“Sanora,” he pleaded. “If you stay in there too long, you won’t be able to come out again. Come out, please.”
He had spent almost twenty-four years coming to this cave, years spent trying to sabotage Sanora’s chance of giving him her soul. From the day she was born, he’d known he would never accept salvation like that again.
And so he had kept returning to this place, again and again, preparing for the day she might find her way here. He had sworn she wouldn’t succeed in sacrificing herself for him. She wouldn’t find the one thing that could take her life.
The pin.
But the pin was immovable. The only thing that could easily remove it was that soul. Sanora was carrying the soul of the pin’s owner, and the pin would know her.
Thrax had dedicated days and hours to remove and vanquish it from this world, poisoning the earth with his cursed blood, just so he could rot the grounds, thereby rotting the pin from the roots and making it easier to pull out.

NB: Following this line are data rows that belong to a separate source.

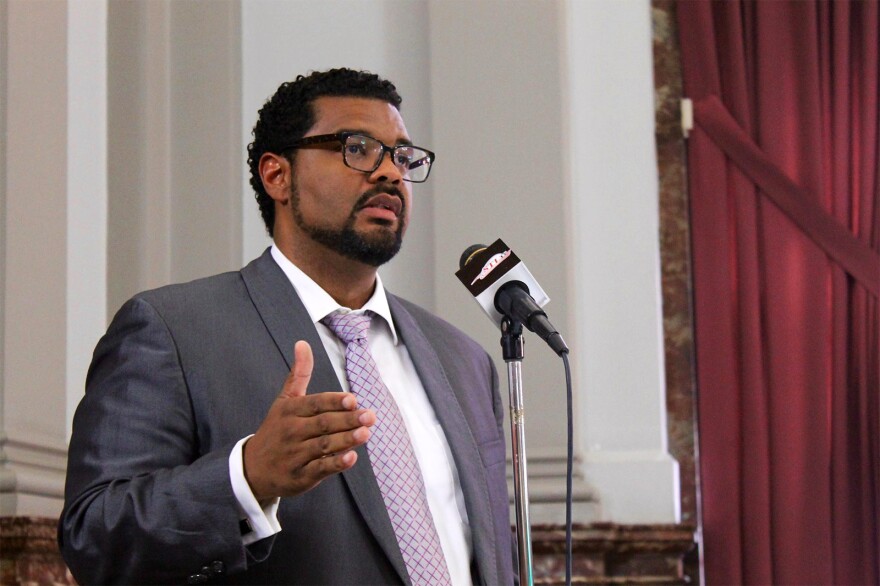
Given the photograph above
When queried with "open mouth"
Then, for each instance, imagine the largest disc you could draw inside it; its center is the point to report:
(384, 205)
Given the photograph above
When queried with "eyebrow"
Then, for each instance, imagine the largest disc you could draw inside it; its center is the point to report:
(400, 141)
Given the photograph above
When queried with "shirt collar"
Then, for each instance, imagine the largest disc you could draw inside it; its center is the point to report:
(319, 303)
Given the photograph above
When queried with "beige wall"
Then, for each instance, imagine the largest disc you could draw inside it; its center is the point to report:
(537, 111)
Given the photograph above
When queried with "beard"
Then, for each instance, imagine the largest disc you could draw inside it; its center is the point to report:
(373, 249)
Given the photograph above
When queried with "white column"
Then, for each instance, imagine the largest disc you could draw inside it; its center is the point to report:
(35, 259)
(86, 190)
(615, 261)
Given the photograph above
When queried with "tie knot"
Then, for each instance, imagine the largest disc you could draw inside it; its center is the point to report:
(349, 327)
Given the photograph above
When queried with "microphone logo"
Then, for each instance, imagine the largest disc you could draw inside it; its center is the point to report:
(491, 264)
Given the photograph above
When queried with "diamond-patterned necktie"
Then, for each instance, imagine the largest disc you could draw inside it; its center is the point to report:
(392, 456)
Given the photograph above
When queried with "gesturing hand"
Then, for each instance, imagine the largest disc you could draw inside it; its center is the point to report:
(304, 438)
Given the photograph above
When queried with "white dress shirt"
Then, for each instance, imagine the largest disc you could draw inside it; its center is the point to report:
(395, 366)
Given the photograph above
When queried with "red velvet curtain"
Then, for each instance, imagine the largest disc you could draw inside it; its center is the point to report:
(785, 214)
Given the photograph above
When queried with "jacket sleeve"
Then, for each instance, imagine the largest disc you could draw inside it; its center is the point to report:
(143, 503)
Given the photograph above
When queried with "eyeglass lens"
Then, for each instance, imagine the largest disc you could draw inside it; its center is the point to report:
(365, 154)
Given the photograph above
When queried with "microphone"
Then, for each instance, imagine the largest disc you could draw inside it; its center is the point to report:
(503, 286)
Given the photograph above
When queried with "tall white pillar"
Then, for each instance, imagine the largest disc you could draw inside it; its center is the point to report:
(615, 263)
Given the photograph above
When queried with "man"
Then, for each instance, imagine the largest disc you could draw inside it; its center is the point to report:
(234, 429)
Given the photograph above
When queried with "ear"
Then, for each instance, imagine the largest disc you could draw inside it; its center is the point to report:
(276, 174)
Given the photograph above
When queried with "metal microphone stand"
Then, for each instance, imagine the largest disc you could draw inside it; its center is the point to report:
(512, 350)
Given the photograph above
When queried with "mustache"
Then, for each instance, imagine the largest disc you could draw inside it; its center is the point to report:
(374, 191)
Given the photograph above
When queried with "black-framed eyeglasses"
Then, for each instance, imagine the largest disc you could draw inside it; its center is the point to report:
(365, 153)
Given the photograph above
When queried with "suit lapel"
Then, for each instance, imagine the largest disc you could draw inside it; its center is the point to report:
(287, 320)
(447, 406)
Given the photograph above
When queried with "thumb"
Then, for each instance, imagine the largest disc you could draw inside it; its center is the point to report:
(300, 372)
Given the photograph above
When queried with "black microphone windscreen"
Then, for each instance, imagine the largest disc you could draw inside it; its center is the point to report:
(469, 253)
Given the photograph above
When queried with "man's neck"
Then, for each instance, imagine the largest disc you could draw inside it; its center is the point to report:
(350, 283)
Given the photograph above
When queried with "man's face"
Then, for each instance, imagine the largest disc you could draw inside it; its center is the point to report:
(362, 216)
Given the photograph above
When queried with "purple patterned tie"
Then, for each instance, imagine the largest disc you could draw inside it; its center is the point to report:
(392, 456)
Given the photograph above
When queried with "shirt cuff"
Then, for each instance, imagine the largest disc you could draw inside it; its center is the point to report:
(261, 522)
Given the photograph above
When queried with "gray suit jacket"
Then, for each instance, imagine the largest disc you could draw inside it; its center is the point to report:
(186, 371)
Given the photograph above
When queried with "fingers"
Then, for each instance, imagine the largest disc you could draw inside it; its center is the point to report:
(300, 372)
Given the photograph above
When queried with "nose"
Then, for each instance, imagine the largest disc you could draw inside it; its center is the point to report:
(387, 171)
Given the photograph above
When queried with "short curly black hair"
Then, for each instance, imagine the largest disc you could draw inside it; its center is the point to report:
(289, 114)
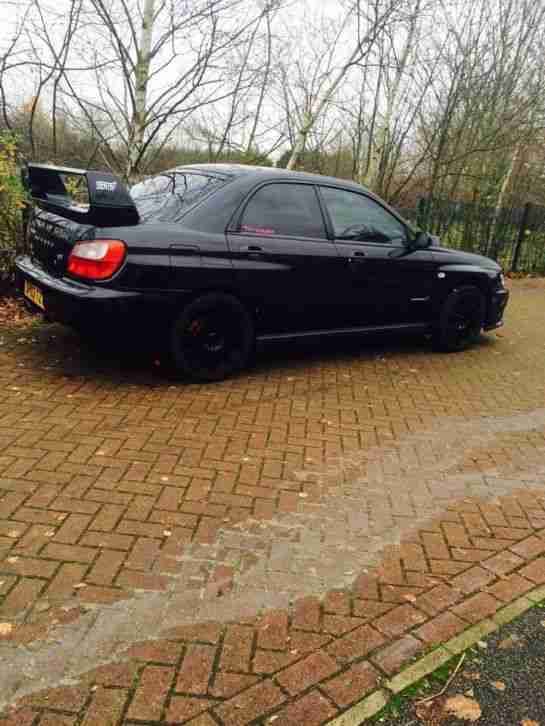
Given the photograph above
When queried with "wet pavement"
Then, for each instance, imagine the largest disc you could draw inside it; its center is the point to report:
(132, 503)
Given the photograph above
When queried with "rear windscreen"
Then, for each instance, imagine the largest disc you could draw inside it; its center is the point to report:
(167, 196)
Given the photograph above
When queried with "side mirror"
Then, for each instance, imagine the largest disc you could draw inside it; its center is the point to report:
(421, 242)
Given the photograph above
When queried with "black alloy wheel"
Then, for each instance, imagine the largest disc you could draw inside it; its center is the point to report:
(212, 338)
(461, 319)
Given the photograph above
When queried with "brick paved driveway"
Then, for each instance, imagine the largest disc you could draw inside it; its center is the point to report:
(258, 520)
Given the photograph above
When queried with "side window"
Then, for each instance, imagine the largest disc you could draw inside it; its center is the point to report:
(284, 209)
(359, 218)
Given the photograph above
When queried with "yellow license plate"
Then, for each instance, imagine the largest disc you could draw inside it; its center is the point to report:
(35, 294)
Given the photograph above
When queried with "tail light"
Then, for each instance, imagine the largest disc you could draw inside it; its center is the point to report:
(96, 259)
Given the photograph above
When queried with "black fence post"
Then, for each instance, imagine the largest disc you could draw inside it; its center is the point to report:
(422, 207)
(522, 235)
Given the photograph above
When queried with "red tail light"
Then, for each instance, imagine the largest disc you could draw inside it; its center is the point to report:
(96, 259)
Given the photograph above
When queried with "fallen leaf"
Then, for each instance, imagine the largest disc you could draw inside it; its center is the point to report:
(466, 709)
(513, 641)
(5, 629)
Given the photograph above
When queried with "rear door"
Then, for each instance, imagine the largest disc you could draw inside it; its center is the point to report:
(385, 281)
(284, 262)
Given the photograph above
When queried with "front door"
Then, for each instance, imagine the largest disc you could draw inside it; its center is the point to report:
(284, 262)
(386, 281)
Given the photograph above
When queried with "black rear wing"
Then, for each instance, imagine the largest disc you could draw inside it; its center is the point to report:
(110, 204)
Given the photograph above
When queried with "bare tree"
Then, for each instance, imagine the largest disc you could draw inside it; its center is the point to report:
(312, 82)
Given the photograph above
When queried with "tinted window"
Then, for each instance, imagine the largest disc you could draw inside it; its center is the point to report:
(357, 217)
(166, 196)
(284, 209)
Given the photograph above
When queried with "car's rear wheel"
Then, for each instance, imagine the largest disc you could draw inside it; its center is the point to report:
(212, 338)
(461, 319)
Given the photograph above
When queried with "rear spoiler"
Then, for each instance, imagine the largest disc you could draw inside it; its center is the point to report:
(110, 204)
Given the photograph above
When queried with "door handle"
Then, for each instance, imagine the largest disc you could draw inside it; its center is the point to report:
(357, 256)
(253, 250)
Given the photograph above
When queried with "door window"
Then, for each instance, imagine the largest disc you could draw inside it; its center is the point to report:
(284, 210)
(359, 218)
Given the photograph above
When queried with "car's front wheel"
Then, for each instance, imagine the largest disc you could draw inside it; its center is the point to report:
(461, 319)
(212, 338)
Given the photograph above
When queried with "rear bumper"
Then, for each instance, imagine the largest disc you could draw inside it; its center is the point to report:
(496, 309)
(68, 301)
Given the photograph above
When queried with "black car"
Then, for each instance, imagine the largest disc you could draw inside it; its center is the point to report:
(225, 256)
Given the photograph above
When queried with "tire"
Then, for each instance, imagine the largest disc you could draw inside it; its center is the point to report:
(461, 319)
(212, 338)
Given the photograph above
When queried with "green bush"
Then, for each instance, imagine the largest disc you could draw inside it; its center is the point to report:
(12, 204)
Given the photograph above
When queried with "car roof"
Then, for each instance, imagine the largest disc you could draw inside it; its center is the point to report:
(238, 170)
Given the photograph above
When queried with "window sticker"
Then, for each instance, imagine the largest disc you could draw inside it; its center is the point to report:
(253, 229)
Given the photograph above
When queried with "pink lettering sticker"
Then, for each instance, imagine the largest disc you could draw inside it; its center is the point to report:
(253, 229)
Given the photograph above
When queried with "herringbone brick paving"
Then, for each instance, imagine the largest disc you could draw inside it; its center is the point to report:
(130, 504)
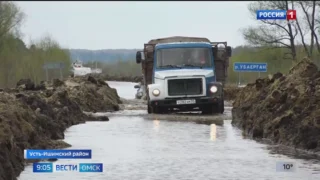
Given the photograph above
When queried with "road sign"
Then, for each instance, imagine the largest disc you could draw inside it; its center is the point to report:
(57, 65)
(250, 67)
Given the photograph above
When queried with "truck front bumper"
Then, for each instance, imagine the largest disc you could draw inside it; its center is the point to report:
(172, 102)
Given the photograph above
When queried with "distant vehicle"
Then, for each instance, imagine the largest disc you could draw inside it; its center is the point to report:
(184, 74)
(140, 91)
(79, 70)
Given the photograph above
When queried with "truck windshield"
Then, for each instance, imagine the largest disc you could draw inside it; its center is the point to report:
(182, 57)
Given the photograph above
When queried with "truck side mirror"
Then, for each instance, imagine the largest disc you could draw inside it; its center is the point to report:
(229, 51)
(139, 57)
(215, 51)
(137, 86)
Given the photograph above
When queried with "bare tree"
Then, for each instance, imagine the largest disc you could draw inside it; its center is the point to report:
(276, 33)
(309, 9)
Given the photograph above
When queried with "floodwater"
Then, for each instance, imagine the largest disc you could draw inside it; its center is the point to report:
(138, 148)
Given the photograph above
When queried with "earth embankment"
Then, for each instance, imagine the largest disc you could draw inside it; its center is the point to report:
(36, 116)
(282, 108)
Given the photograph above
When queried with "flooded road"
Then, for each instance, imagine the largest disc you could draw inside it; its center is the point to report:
(133, 146)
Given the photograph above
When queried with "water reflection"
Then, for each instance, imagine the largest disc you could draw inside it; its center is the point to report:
(213, 132)
(156, 124)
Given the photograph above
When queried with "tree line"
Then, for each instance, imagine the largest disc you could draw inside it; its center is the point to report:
(20, 61)
(277, 42)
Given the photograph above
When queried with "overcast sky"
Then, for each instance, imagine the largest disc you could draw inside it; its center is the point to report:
(114, 25)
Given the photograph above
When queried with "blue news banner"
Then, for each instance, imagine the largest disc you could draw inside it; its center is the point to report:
(57, 154)
(67, 167)
(62, 167)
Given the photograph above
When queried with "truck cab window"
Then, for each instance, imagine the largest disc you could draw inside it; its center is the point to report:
(184, 56)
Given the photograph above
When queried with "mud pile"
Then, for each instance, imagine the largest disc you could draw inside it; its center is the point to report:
(36, 116)
(107, 77)
(230, 92)
(284, 109)
(92, 95)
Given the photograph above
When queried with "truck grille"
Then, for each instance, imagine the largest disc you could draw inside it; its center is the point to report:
(178, 87)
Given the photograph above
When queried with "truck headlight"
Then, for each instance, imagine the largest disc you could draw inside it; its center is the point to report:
(213, 89)
(156, 92)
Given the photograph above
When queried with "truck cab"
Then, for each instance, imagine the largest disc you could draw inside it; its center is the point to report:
(182, 77)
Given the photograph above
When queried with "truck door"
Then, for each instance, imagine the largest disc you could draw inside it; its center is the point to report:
(221, 60)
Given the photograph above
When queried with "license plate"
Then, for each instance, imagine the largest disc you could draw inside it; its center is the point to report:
(189, 101)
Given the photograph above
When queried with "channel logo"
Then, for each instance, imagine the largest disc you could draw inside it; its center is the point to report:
(276, 15)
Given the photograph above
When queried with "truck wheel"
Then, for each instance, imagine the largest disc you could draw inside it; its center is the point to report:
(208, 109)
(221, 107)
(149, 109)
(157, 110)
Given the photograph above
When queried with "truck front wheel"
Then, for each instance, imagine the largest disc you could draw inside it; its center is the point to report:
(149, 109)
(221, 107)
(154, 110)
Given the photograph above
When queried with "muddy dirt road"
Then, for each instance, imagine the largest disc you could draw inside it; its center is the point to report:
(137, 146)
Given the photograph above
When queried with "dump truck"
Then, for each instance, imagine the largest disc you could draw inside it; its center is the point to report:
(184, 74)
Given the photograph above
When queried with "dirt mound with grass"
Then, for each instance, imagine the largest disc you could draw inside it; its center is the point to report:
(36, 116)
(108, 77)
(230, 92)
(283, 108)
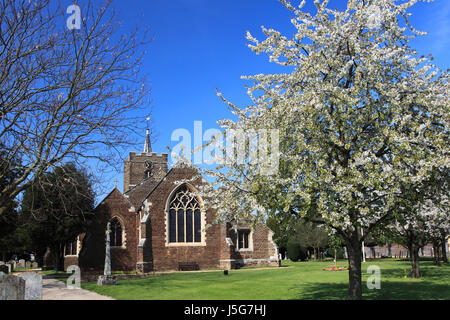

And now, everything he had done was in vain. He had been so close, the pin had begun to shift. It had only needed a little more of his blood, a little more time.
Thrax continued pounding the shield, though he knew. He had seen it in her eyes the first time she spoke of it—how ready she was to die so he could live. He had seen the raw desperation and the plea in her gaze.
And he had hated it. Hated that she even thought he could live in a world without her, where he couldn’t feel her warmth, couldn’t hear her laugh, couldn’t watch her sleep, couldn’t watch her turn the smallest, most meaningless actions into something that fascinated him.
The ground trembled beneath his feet.
The pin.
She had removed the pin.
Terror locked his body as he hammered the barrier harder.
“Sanora!” he roared, the name tearing out of his throat, his whole body trembling from the reality of losing her.
He didn’t want to lose her.
But it already felt like he had.
The pin punctured her skin.
In the night, a wail tore from him, so deep and devastating it shook the very sky. It cut through the storm louder than the rain, louder than the thunder, a sound that was not just a scream but a shattering, jagged, broken thing dragged out of the depth of his being, heart splitting in two.
He sank to his knees as he felt the thread between them snap, agony burning through his chest until it sent him sprawling forward. His hand clawed at his sternum, over the scar, as though he could hold his heart together by force alone. He could feel her slipping away, feel death’s cold fingers prying her from his skin.
And gods, it hurt.
It hurt more than the day she had first been bound to him. This severing was worse. He felt it in his bones, in his marrow.
It tore him apart. And in that moment, he didn’t want to survive it.
CHAPTER FIFTY-FOUR
THRAX
Thrax mourned her, staying with her in what was now her last moment on earth.
He knelt before the cave, which glowed brighter than ever. The stones blazed with light, inside and out, their brilliance flooding the space around him.
He was beyond devastated. He had done everything in his power to prevent this day, everything to keep her alive. And still, it had come. Still, it had stolen the only love he’d ever had.
Death, the one thing he had longed for all his life, was now the thing he despised most.
Sanora was gone. He couldn’t feel her anymore. His body felt empty, reverted to the same hollow shell he had been before she was born, before she had stepped into his world and lit it with her impossible light.
He stayed there for what might have been an hour or more, watching the cave’s shield flicker, praying it would weaken just enough for him to reach her, to hold her one last time. But it didn’t. If anything, its strength only grew.